Ses drames de Fiesque et de l'Amour et l'Intrigue n'y eurent aucun succès. Il se noya de tristesse et se consola par des amours indignes de lui. On lui retira jusqu'à son traitement de poëte du théâtre, et on lui conseilla amicalement de reprendre son métier de chirurgien militaire. Il chercha fortune dans le journalisme littéraire; ses critiques offensèrent des acteurs favoris du public; il fut menacé; il quitta Manheim et se réfugia à Leipsick. On voit par une de ses lettres à un de ses amis, qui habitait Leipsick, combien il lui fallait peu pour vivre et pour se croire heureux. «Une chambre à coucher qui fait en même temps mon cabinet de travail, une armoire, un lit, une table et quelques chaises, pourvu que cela ne soit ni sous le toit ni au rez-de-chaussée. Je ne voudrais pas non plus avoir sous les yeux l'aspect du cimetière; j'aime les hommes, le mouvement et le bruit d'une foule.»

V

Mécontent bientôt de cette résidence à la ville, il alla habiter un petit village à la lisière de la forêt du Rosenthal, non loin de Leipsick. Il y écrivit sa tragédie de Don Carlos, œuvre estimable, réfléchie, mais tiède, où la politique tient la place de l'émotion. Schiller s'abîmait en même temps dans la philosophie nuageuse et apocalyptique de Kant, ce mathématicien de la philosophie. Arraché bientôt après à cet asile studieux par la versatilité de son âme et de sa fortune, il alla à Dresde; il s'y laissa prendre à un amour plus vénal que sincère pour une jeune Saxonne d'une grande beauté. Ses amis l'enlevèrent au piége et le conduisirent à Weimar. Herder, Wieland l'accueillirent en frère plus jeune, mais du même sang. Il y épousa, sans autre dot que sa gloire future, Charlotte de Lengefeld, jeune fille d'un rang distingué et d'une vertu accomplie. Il connut Goethe chez sa belle-mère. Ces deux hommes différaient trop l'un de l'autre pour se convenir au premier coup d'œil: Schiller avait toutes les illusions de l'imagination, Goethe n'en avait que les forces.
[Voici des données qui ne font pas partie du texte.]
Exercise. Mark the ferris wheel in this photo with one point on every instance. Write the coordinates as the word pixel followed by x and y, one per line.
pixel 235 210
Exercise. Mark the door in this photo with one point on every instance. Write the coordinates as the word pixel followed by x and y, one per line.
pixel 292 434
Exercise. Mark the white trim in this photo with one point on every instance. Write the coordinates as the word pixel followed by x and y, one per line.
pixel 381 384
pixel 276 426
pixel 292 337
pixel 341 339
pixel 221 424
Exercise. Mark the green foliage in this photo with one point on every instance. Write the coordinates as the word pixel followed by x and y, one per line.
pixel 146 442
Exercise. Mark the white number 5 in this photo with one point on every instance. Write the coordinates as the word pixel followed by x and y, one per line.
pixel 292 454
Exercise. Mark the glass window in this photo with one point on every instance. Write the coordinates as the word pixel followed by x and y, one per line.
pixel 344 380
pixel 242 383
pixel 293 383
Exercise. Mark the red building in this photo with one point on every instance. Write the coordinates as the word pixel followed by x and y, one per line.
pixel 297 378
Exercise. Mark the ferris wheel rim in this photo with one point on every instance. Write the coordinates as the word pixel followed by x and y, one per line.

«J'ai vu hier Goethe, écrivait Schiller à cette date; la grande idée que j'avais de cet homme n'a pas été amoindrie par son aspect, mais je doute qu'il puisse y avoir jamais une liaison bien intime entre lui et moi. Beaucoup des choses qui passionnent mon imagination et mon cœur sont déjà épuisées pour lui; sa nature n'est pas la mienne, son monde n'est pas le mien.»
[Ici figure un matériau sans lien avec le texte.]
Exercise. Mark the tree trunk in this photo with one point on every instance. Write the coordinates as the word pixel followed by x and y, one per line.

Cette différence des deux natures se révélait au premier coup d'œil entre ces deux hommes. Schiller, le visage allongé et mince, le cou long, les membres grêles, la physionomie maladive, le regard timide et indécis, le costume étriqué et presque ridicule de l'étudiant en médecine, dépaysé dans une cour, n'avait rien de l'homme de génie que la souffrance. Goethe, véritable Apollon dans sa maturité forte et sereine, régnait par droit de nature encore plus que par droit d'aînesse et de rang sur son jeune émule; mais Goethe était sans jalousie comme la toute-puissance; au lieu d'éloigner ou d'éclipser son rival de célébrité, il songea généreusement à l'élever jusqu'à lui et à l'attacher par des liens de reconnaissance à la cour de Weimar. Il décida le duc à donner à Schiller l'emploi honorable et lucratif de professeur d'histoire à l'Université d'Iéna, capitale de l'instruction publique dans ses États.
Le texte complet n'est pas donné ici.